Up till now, due to difficulties isolating developing embryos, all studies looking at how the markings on the DNA change during embryo development have only looked at later stages of this development. Over the early stages, in which cells differentiate from a totipotent cell, all options open, into a specific cell type, only one option remains, little is known how the markings change. The researchers of this new study decided to change that. They were in particular interested in the directly to the DNA attached methyl markings.

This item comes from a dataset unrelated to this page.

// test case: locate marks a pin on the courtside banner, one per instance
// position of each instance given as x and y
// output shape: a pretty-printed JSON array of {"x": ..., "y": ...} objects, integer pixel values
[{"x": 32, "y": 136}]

By looking at five different early stages of developing tale cress, Arabidopsis, embryos, they found that during the early development markings changed location time and again. Showing that the cells get assigned different tasks at each stage. The researchers found by looking at the genes that are active at each stage of the development, that the changes of the markings correspond to the changes in which genes are active.
Equal markings
Lastly, they looked at it mattered for the DNA that got marked if it came from mum or dad. They did this by using parents who are genetically different from each other. For each difference in the DNA they looked if there was a marking and if this marking was on the DNA strand coming from mum or from dad. Finding that the DNA of mum is just as often marked as the DNA coming from dad.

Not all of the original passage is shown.